Solvency is about the effects of the plan. “Post-plan” results we often say. Not about how good or bad they are, but about which results happen. Kind of emotionless, just like inherency. In fact, if you think of inherency as a description of what’s happening in the Status Quo, then think of solvency as what’s happening in your plan (the NEW Status Quo)! If your inherency points “link” to a harm (Russian relations hurting –> our soldiers will die), then your solvency points “link” to both advantages and disadvantages (Ratifying new START will cause better relations –> so we won’t go to war [or from the negative: so our NATO allies won’t trust us anymore!]).

I drew a picture and uploaded it for you to see it all together.

III. Writing your Case

First build your outline. You will probably have multiple subpoints under status quo, harms, solvency, or advantages, though you don’t need to have any points in ALL four areas. Significance and status quo are often combined, as are advantages and solvency. Some people don’t have harms. You get the gist… think about it and decide the focus of your case, then outline it.

Second, drop in your support. Whether this is quotations or your own argument from historical example or morality, put the information you will use to prove each point under the points you’ve created. Don’t worry if you have too much. You will probably have to research a bit as well. Once you have it all there, take a step back and think about time management. It’s time to shorten and delete until you have somewhere between 5 and 9 points proven with evidence (if you are a novice).

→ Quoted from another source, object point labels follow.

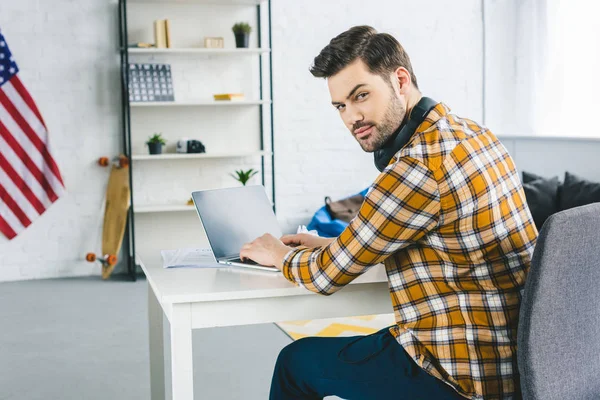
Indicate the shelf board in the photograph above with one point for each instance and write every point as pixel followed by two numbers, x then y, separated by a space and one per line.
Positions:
pixel 208 103
pixel 183 156
pixel 196 50
pixel 214 2
pixel 163 208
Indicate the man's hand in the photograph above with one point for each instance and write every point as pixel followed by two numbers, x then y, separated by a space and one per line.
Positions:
pixel 265 250
pixel 305 239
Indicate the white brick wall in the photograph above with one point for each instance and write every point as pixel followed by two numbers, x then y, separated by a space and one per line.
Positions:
pixel 316 155
pixel 67 52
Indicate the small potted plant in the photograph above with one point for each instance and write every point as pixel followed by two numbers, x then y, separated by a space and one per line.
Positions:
pixel 242 30
pixel 155 143
pixel 244 176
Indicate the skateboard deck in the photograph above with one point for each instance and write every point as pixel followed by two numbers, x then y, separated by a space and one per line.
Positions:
pixel 115 214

Third, put in pretty rhetoric. What you often won’t see because it isn’t modeled in sourcebooks or other people’s cases, often because experienced debaters make it up on the fly, is the beautiful rhetoric. You need to summarize almost every piece of evidence you read (“basically this means…”), and you need to put some powerful language in there between major sections in order to help us know where you are going. For example, “Since cluster munitions are as dangerous as landmines and kill more civilians than enemies, let’s take a look at our make-sense approach in Observation five, the plan”. You have the chance to use some of your own words to make your 1AC beautiful.

Fourth, read it and have someone test flow your case. You want their flow to have the most powerful words on their (your tags and labels of your points), so it’s a good judge to see if your tags are too long (they aren’t getting them), don’t make enough sense (they don’t know what to write), or aren’t clear (they wrote something else rather than what you wanted). Usually you want to verbally say numbers “one” and letters “point a” to get them to write down what you want. You also want to see how much time you have or how over time you are so you can know how much to cut.

Fifth, email your 1AC to friends or to us for a critique.